Now, if you have a high dollar income, then obviously you are going to have a slightly better edge over the rest. But just slightly. If you managed to hang onto your house, paying your mortgage on time will improve your credit report. But remember that ‘many apartments don’t report to credit bureaus, so those payments will keep a roof over your head but won’t help you rebuild your credit,’ warns John Ulzheimer, business development manager for MyFico.com, a division of Fair Isaac Corp., the company that developed credit scoring.
Ironically enough, while Chapter 7 filers usually have a hard time getting approved for new credit, they are also usually the ones that have a better chance at rebuilding their credit. Henry Sommer, an attorney and author of ‘Consumer Bankruptcy: The Complete Guide to Chapter 7 and Chapter 13 Personal Bankrupcy’ says that ‘while you’re in a Chapter 13 (reorganization), your options are somewhat limited in terms of credit.’ That’s because you cannot really apply for new credit without getting the court’s permission first.
On the other hand, under a Chapter 7, you are given more freedom in that area since all your debts are discharged. The sooner your debts are discharged, the sooner you can get to working on repairing your credit.
Bankruptcy Tips #2: Adopt a Positive Attitude and Show What You have Learned
Experts on bankruptcy insist that attitude and persistence can make a difference on your life after filing for a Chapter 7 or Chapter 13. ‘The consumer who’s going to recover faster is the consumer who jumps back in,’ says Ulzheimer. ‘Financial capacity is one thing,’ says Tahira K. Hira, a professor at Iowa State University who specializes in consumer economics and family finance. ‘Mental or attitudinal capacity is the other thing.’
So being positive can make a whole world of difference. ‘…If you build a savings account, carry no debts and have an emergency fund, you’re saying, ‘Look, I can control my behavior,’ Hira adds. ‘It depends on how good a salesperson you are and how good your behavior has been.’ And, of course, by behavior, she means your financial behavior or how you carry yourself around expenses and financial obligations. ‘Pay your bills on time’ is the name of the game. It is also incidentally the easiest way to show to your lenders that you have learned from your past financial mistake and are making every effort never to fall into that trap again. In short, you’ve got to be a model citizen in terms of financial management. Can you handle it? Of course, you can! And the only rule to follow is this: Shop for lenders.
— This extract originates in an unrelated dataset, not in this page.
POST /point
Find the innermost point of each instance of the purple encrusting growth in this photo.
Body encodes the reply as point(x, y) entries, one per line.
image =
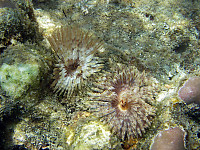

‘There will be a price attached,’ warns Hira, ‘which is higher interest.’ This gives you all the more reason to be discriminating when choosing lenders. Don’t just jump at the first credit opportunity thrown your way only to find that the interests are punishing. Don’t get hard-balled into paying for high interest rates when you can get virtually the same loan for lower interest. Compare lenders. You are the consumer and you still have the advantage of choice.